I have a deep appreciation for the water in Vermont as well… the sound of it mostly, and the stillness it brings. I have the gift of a brook in my back yard, just off my bedroom door, and I fall asleep to its soft lullaby at night and wake in the morning to the sun rising over it… in pinks and purples and golds.

Then there are the people who live here in this place called Vermont. They are as unique and as diverse as the seasons themselves. Most lacking the knack (or need) at pretending to be friendly, but all expressing the ability to relate to one another in ways that matter most. It is their example and courage that help me uncover my own path in this world as we each embrace life here.

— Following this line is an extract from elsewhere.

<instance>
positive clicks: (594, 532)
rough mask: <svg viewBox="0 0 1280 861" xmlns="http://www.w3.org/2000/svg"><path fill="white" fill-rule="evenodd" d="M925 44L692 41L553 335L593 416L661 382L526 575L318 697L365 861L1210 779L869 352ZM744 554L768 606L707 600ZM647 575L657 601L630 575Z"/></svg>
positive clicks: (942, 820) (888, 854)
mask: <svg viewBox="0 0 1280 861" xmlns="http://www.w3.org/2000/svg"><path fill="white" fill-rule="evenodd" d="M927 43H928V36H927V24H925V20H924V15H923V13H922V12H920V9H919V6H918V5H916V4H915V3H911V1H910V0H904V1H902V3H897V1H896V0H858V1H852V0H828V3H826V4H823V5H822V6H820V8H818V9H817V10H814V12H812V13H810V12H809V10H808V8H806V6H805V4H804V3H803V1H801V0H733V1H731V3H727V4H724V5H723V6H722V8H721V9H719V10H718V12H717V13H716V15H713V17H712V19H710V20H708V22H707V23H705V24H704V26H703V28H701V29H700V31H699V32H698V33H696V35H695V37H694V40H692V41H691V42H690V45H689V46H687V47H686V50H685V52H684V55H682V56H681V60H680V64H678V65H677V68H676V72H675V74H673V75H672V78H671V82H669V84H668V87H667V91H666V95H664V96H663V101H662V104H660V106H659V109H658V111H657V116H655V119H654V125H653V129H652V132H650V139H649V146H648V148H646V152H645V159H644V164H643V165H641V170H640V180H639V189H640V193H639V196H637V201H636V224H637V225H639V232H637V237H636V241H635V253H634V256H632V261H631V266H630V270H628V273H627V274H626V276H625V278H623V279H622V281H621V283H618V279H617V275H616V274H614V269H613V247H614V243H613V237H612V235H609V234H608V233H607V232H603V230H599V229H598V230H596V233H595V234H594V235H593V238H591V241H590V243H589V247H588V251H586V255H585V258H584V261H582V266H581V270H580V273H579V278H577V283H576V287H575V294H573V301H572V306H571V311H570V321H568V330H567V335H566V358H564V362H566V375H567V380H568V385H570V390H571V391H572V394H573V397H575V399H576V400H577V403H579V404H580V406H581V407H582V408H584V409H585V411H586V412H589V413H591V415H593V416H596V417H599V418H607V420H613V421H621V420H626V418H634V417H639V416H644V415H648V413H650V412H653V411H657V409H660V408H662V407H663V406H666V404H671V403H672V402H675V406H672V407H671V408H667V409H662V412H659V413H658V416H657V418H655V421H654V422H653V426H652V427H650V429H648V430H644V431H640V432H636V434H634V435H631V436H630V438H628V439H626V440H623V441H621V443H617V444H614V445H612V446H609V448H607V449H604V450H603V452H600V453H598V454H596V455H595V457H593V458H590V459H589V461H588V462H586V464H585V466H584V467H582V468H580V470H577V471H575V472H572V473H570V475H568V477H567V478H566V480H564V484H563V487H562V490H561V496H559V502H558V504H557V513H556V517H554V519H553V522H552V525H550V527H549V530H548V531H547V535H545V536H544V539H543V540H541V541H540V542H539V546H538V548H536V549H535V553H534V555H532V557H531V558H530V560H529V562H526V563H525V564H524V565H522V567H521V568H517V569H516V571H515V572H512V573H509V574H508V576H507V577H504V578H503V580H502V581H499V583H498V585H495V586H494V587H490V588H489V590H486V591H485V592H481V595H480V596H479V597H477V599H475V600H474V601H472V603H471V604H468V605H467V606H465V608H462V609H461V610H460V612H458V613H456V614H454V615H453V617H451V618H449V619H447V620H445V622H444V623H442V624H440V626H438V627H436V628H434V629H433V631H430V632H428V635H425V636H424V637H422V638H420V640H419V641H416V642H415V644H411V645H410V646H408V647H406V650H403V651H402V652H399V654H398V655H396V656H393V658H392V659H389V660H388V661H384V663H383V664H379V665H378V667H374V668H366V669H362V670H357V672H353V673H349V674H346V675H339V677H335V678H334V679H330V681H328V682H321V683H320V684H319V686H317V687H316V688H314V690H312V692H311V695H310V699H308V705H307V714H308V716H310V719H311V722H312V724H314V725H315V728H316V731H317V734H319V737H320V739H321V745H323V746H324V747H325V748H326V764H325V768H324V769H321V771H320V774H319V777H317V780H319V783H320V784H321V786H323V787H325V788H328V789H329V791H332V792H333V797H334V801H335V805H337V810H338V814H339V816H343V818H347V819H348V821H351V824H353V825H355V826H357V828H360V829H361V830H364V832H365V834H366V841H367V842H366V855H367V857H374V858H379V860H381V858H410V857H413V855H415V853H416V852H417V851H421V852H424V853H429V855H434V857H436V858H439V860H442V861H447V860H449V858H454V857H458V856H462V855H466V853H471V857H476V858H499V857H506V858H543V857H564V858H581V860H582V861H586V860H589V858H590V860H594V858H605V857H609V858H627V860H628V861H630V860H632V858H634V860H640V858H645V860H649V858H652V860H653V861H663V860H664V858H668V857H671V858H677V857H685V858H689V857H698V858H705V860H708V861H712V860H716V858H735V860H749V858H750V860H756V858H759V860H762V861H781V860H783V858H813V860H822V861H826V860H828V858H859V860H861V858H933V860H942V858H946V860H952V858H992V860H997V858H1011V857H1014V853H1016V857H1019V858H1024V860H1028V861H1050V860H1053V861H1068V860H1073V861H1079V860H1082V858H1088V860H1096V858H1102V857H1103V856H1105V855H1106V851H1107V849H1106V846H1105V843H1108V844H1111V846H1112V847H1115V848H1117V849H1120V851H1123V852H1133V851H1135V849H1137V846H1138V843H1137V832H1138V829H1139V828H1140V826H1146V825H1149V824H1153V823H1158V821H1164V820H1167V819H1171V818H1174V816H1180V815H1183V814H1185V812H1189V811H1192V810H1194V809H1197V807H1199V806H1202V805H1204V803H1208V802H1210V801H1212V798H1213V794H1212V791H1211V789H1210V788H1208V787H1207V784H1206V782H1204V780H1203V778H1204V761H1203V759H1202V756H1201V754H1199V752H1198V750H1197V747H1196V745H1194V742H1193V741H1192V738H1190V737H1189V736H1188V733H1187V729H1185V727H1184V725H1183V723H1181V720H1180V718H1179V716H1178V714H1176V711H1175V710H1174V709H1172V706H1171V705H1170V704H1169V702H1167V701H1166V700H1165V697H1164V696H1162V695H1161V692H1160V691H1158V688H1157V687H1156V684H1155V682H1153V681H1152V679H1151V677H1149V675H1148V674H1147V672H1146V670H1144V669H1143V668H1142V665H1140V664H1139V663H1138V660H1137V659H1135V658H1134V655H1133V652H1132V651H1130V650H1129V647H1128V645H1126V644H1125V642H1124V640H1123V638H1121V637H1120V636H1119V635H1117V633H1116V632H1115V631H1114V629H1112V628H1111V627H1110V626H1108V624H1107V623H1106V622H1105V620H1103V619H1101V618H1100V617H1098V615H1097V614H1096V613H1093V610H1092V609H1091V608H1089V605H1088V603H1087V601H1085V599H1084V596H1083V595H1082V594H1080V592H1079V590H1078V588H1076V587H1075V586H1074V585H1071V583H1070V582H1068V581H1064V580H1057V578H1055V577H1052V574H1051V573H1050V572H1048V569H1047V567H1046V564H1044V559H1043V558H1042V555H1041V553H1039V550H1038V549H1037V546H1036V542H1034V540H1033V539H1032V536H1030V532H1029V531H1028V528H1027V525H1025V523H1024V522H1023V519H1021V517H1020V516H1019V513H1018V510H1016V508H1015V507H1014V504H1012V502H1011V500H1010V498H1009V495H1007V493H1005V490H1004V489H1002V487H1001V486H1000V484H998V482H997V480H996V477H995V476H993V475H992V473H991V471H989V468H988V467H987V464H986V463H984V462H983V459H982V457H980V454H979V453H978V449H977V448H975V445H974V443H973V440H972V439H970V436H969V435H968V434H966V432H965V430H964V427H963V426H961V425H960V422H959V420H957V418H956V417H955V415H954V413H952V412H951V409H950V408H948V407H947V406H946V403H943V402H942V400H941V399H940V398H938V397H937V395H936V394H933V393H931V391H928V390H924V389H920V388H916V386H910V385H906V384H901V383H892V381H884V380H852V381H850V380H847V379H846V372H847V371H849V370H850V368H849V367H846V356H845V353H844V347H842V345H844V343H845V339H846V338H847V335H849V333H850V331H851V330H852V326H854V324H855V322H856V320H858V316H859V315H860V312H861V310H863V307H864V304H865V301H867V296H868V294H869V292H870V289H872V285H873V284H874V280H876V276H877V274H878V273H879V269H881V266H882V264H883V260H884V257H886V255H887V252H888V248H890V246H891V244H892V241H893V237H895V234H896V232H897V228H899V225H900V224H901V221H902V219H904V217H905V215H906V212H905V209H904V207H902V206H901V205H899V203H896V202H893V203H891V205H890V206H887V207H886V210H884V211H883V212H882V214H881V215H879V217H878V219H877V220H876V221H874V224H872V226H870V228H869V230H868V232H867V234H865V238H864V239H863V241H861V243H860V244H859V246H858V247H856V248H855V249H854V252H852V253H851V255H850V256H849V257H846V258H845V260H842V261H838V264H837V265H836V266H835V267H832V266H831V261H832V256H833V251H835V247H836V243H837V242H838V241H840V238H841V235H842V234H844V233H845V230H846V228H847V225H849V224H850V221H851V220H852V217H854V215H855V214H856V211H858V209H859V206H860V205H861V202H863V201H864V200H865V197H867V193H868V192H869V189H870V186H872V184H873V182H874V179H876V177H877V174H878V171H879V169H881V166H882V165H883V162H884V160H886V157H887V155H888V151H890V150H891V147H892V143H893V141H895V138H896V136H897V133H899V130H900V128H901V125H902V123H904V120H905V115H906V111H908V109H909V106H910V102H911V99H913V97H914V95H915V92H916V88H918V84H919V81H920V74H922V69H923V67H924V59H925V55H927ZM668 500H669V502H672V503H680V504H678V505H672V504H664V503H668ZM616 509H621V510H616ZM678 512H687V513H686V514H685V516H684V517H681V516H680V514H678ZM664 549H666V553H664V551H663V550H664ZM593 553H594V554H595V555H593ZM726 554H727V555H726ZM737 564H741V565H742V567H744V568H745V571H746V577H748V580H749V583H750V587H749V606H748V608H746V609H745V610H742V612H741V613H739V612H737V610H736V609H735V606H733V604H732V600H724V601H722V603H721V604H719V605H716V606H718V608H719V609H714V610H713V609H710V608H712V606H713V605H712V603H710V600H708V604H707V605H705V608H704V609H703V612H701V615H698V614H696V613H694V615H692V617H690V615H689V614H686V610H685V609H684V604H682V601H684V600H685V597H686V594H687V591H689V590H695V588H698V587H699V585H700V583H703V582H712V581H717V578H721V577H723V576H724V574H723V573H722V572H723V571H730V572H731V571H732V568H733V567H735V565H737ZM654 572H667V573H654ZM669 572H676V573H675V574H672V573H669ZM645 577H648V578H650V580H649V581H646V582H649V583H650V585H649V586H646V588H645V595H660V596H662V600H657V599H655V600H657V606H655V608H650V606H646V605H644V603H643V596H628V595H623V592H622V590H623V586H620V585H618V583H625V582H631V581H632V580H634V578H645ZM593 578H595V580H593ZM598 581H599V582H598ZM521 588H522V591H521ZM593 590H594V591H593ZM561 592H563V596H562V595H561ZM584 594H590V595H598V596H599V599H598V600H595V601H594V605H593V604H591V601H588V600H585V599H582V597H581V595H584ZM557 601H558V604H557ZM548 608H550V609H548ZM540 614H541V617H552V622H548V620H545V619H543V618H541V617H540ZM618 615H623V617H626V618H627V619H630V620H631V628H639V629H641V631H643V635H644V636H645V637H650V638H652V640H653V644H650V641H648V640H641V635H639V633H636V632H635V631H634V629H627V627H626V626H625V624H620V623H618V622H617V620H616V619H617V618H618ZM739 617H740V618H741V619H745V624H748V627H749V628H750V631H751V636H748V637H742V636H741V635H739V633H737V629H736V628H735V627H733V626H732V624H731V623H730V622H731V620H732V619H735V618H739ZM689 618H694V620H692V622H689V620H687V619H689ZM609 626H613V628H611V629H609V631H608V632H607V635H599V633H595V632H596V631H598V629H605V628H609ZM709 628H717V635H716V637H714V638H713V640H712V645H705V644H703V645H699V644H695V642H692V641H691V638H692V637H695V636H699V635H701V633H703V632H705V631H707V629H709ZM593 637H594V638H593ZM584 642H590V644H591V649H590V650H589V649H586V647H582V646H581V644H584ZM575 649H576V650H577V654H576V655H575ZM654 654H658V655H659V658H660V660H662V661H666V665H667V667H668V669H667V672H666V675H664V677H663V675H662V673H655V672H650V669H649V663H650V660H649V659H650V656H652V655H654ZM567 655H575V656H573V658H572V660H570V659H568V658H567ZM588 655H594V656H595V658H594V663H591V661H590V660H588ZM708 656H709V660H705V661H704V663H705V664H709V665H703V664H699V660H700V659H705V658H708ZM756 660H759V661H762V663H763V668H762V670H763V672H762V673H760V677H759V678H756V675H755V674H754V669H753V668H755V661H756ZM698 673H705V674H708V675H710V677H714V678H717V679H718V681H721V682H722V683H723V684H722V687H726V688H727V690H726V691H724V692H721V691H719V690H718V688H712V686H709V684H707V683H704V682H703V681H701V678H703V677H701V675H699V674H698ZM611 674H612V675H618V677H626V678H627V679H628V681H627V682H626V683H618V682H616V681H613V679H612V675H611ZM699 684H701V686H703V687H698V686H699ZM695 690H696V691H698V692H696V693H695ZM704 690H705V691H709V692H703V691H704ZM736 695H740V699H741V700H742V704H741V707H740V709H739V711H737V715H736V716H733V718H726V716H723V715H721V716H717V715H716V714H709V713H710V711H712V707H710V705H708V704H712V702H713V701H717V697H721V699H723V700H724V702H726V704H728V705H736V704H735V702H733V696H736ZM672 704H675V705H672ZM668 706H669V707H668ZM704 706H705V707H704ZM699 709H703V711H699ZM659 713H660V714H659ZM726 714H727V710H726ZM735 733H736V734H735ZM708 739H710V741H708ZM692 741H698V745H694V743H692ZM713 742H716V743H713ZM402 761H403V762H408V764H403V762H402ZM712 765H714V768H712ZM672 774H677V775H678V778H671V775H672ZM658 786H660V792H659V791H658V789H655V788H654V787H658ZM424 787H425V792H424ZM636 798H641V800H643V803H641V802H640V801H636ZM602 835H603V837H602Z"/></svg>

As a place and a people, Vermont holds a transformative energy. I feel it as a melting , a slowing down. I’ve begun to notice that there is this whole other world out there where life is moving much too fast; suddenly I’m no longer part of it.

Forest Glen by Marjorie Tudor

May Sarton writes that Everything that slows us down and forces patience, everything that sets us back into the slow circles of nature… is an instrument of grace.’

Life in Vermont is such an instrument. The rhythm of existence here offers more of a choice in how time passes, and that is no truer than in the winter months.

copyright: Marjorie Tudor

Time stands still in a snowfall. Lives are suspended. The world reborn. There’s at least half a year for that kind of renewal here, and this is food for the soul (even if it makes me a bit crazy .)

Then there are those other fickle seasons that don’t stay around as long. I don’t think I ever gave much thought to mud until I moved to Vermont. Now I revere is as the first sign of spring (no matter what it does to my floors.)

Aidans Shoes, credit: Kelly Salasin

And when those buds start to appear on the trees, it’s like Christmas all over again. I decide that I won’t relocate or get divorced and that maybe I will have another child. The months of shoveling and the layers of outerwear suddenly make sense when what has been white and brown for so very, very long is appearing again in color.

Colors are enchanting in Vermont. They lure loads of visitors to our state each fall. I don’t know of anybody, of any age, tourist or Vermonter, who can walk by a tree on fire and not stop to marvel at creation.

photo: Marjorie Tudor

There are days when I unconsciously drive home from work, pull up to my house, walk to the door, and then freeze– as the hillside engages me in worship. All the mundane falls away and my troubles disconnect. The brilliance of nature beckons, and none can resist her call.

Perhaps this explains why Vermont is home to so many artists and artisans, poets and musicians, healers and teachers; who in their practice give back so much of the beauty they find here.

To these children, Vermont offers her deep Winters to tend their work; her vibrant Springs to recharge; her lush Summers to evoke; and her rich Autumns to nourish.

In the short time that I’ve lived in Vermont, I’ve come to know her as a LIVING, breathing being.

photo: Will DeBock

Vermont is Life– so much more than buildings and careers and thoughts.  She is beautiful and powerful. She is cold and she is icy. She calls me forth to look upon her, and to see myself in her reflection. She shows me struggle, hope, beauty and death.

She causes me to draw within and renew my ties to that which I am made.